Stundner Ottokar, Taher Fadi, Pawar Abhijit, Memtsoudis Stavros G
Ottokar Stundner, Stavros G Memtsoudis, Department of Anesthesiology, Hospital for Special Surgery, Weill Medical College of Cornell University, New York, NY 10021, United States.
World J Orthop. 2012 Oct 18;3(10):156-61. doi: 10.5312/wjo.v3.i10.156.
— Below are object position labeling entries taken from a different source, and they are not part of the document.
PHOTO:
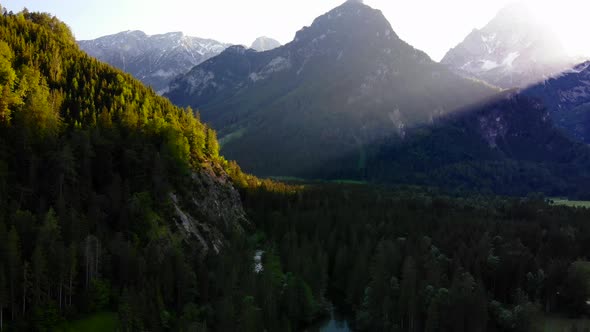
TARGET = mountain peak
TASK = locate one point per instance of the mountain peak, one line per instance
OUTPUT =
(513, 50)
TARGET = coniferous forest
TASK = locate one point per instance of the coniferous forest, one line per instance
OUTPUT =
(96, 171)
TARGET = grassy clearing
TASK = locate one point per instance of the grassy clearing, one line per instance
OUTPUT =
(99, 322)
(567, 202)
(232, 136)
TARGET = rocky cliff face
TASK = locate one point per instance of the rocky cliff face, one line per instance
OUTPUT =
(211, 211)
(567, 97)
(513, 50)
(342, 83)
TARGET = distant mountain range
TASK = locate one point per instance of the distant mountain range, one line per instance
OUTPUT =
(262, 44)
(347, 98)
(513, 50)
(155, 60)
(567, 96)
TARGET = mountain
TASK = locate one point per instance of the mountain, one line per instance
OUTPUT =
(110, 196)
(567, 96)
(515, 49)
(262, 44)
(507, 144)
(155, 60)
(340, 85)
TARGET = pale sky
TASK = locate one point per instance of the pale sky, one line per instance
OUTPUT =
(433, 26)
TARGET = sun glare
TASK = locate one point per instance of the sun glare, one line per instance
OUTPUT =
(568, 19)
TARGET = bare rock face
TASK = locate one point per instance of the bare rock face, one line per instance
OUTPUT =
(211, 211)
(513, 50)
(154, 60)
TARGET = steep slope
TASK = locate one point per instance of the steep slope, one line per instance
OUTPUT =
(155, 60)
(506, 145)
(262, 44)
(567, 97)
(110, 196)
(343, 83)
(513, 50)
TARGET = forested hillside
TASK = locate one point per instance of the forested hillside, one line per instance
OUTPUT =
(111, 198)
(418, 260)
(114, 201)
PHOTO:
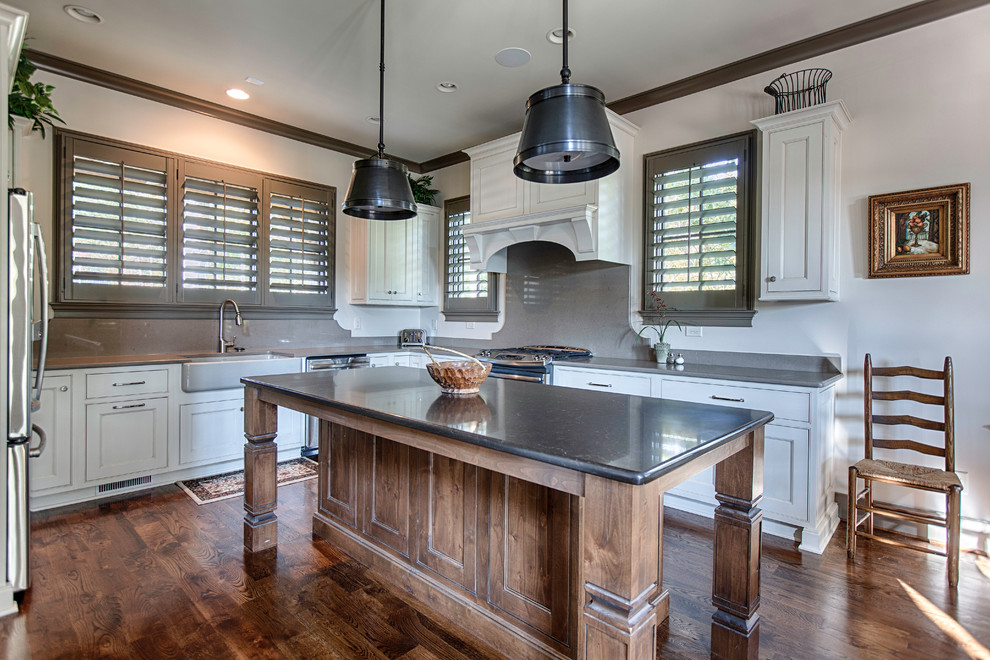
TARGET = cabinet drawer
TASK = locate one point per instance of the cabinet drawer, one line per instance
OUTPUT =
(605, 381)
(126, 383)
(795, 406)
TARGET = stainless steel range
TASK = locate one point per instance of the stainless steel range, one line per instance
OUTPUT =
(529, 363)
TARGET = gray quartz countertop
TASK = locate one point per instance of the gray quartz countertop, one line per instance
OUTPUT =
(822, 376)
(624, 438)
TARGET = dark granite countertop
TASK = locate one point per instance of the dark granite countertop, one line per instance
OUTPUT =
(752, 374)
(625, 438)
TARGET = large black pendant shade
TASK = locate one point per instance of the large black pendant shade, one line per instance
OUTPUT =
(379, 188)
(566, 137)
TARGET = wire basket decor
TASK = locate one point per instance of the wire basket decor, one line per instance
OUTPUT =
(801, 89)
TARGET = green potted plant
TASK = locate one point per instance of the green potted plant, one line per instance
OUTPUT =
(662, 348)
(31, 101)
(422, 192)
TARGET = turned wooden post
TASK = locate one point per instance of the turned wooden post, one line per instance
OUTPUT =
(736, 575)
(260, 465)
(621, 570)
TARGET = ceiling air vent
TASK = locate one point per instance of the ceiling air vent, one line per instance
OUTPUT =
(126, 483)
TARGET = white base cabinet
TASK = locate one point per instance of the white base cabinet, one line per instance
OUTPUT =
(798, 490)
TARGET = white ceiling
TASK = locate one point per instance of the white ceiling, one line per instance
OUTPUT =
(319, 58)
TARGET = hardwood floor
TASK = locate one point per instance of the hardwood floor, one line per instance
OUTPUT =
(157, 576)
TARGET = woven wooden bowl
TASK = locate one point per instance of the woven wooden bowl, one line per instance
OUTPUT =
(459, 376)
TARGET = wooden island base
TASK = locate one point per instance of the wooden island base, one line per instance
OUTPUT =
(535, 559)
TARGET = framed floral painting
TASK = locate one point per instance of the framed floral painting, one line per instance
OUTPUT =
(920, 232)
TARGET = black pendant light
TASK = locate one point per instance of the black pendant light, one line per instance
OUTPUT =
(379, 188)
(566, 137)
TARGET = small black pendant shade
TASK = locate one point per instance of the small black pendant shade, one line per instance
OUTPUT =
(566, 137)
(379, 188)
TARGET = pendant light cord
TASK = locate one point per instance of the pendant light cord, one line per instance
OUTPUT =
(381, 90)
(565, 73)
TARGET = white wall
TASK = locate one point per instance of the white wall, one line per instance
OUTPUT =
(918, 101)
(98, 111)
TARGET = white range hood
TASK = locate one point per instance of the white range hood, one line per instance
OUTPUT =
(595, 220)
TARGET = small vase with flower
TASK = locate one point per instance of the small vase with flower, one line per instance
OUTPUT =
(659, 312)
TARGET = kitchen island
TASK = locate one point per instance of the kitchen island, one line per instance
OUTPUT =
(531, 515)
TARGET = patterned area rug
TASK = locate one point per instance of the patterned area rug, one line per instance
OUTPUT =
(231, 484)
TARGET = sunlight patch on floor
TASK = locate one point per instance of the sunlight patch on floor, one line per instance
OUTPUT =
(948, 625)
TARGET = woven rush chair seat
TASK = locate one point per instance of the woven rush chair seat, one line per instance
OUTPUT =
(916, 476)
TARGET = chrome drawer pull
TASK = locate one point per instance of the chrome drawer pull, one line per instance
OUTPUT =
(133, 405)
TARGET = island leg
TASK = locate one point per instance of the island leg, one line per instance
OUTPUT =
(622, 563)
(260, 465)
(736, 575)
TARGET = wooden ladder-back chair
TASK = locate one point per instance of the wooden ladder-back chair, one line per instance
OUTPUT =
(905, 474)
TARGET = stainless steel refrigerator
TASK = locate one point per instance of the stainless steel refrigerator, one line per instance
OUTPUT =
(27, 323)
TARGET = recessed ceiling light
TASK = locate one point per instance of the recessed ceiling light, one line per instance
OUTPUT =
(82, 14)
(557, 36)
(512, 57)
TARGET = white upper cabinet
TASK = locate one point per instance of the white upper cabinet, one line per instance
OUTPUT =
(594, 219)
(800, 200)
(395, 262)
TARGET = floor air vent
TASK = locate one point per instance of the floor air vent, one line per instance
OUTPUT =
(126, 483)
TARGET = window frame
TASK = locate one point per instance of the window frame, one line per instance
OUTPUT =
(486, 309)
(175, 301)
(695, 307)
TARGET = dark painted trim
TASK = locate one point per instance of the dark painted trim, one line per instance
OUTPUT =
(446, 160)
(883, 25)
(175, 99)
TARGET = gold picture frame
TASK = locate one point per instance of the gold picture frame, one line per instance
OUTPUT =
(920, 232)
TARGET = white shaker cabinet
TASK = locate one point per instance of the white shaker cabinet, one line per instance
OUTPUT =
(53, 467)
(395, 262)
(800, 203)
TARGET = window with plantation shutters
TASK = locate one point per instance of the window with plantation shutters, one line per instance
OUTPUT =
(469, 294)
(219, 235)
(698, 250)
(158, 234)
(300, 243)
(117, 233)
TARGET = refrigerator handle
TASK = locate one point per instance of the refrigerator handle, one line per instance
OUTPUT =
(43, 351)
(35, 452)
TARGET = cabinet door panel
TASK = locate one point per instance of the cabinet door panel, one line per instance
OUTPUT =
(448, 519)
(795, 220)
(386, 500)
(530, 554)
(126, 437)
(339, 459)
(212, 431)
(54, 467)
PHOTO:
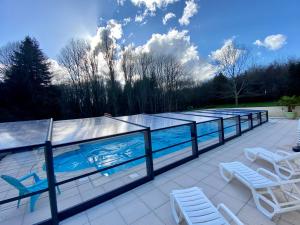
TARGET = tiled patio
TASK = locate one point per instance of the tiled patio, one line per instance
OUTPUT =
(149, 203)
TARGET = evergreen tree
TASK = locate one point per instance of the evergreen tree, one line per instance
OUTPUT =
(28, 80)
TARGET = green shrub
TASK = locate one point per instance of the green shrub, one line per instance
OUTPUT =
(289, 101)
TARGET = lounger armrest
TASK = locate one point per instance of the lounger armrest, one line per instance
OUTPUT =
(291, 157)
(268, 174)
(28, 176)
(282, 153)
(230, 214)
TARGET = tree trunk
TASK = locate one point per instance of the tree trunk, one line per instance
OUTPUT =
(236, 98)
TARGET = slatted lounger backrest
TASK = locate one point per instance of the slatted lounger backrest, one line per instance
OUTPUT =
(298, 134)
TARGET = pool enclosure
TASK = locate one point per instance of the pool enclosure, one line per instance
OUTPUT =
(51, 170)
(245, 117)
(209, 130)
(173, 141)
(231, 123)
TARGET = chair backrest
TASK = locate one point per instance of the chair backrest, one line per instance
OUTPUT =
(15, 182)
(249, 176)
(298, 134)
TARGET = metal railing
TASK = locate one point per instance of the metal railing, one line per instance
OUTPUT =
(146, 159)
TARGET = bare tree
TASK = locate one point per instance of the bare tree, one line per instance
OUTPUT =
(81, 63)
(107, 46)
(6, 55)
(232, 60)
(128, 67)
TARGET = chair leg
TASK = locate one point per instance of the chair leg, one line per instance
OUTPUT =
(261, 208)
(252, 157)
(283, 173)
(33, 200)
(174, 212)
(19, 202)
(227, 176)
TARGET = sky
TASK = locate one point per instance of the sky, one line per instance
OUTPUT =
(193, 29)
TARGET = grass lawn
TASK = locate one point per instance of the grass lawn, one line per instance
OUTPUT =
(250, 104)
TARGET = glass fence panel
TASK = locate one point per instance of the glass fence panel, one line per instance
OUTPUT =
(95, 185)
(255, 119)
(230, 127)
(245, 123)
(163, 141)
(264, 117)
(171, 155)
(208, 134)
(75, 160)
(91, 169)
(22, 174)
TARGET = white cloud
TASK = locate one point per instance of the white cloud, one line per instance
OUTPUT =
(126, 21)
(167, 17)
(178, 44)
(121, 2)
(60, 73)
(272, 42)
(152, 5)
(139, 18)
(191, 8)
(115, 32)
(223, 53)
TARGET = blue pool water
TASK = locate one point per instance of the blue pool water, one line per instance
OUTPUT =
(105, 153)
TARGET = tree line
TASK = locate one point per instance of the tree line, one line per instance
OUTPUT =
(128, 81)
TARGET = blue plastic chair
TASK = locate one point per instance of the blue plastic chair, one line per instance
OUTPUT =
(39, 184)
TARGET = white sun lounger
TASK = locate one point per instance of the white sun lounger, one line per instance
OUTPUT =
(286, 165)
(271, 195)
(195, 208)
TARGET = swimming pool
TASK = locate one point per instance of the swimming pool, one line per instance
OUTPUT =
(105, 153)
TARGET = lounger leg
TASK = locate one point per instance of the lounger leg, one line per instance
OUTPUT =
(173, 208)
(33, 200)
(252, 157)
(227, 176)
(260, 207)
(283, 173)
(19, 201)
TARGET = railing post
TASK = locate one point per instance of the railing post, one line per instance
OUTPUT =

Spine surgery is one of the fastest growing branches of orthopedic surgery. Patients often present with a relatively high acuity and, depending on surgical approach, morbidity and mortality can be comparatively high. Among the most prevalent and most frequently fatality-bound perioperative complications are those affecting the pulmonary system; evidence of clinical or subclinical lung injury triggered by spine surgical procedures is emerging. Increasing burden of comorbidity among the patient population further increases the likelihood of adverse outcome. This review is intended to give an overview over some of the most important causes of pulmonary complications after spine surgery, their pathophysiology and possible ways to reduce harm associated with those conditions. We discuss factors surrounding surgical trauma, timing of surgery, bone marrow and debris embolization, transfusion associated lung injury, and ventilator associated lung injury.
脊柱外科是骨科手术中发展最快的分支之一。患者通常病情较为严重,并且根据手术方式的不同,发病率和死亡率可能相对较高。在最常见且最常导致围手术期死亡的并发症中,有一些是影响肺部系统的;脊柱手术引发临床或亚临床肺损伤的证据正在不断涌现。患者群体中合并症负担的增加进一步提高了不良后果的可能性。本综述旨在概述脊柱手术后肺部并发症的一些最重要原因、其病理生理学以及减少与这些情况相关危害的可能方法。我们讨论了围绕手术创伤、手术时机、骨髓和碎片栓塞、输血相关肺损伤以及呼吸机相关肺损伤的因素。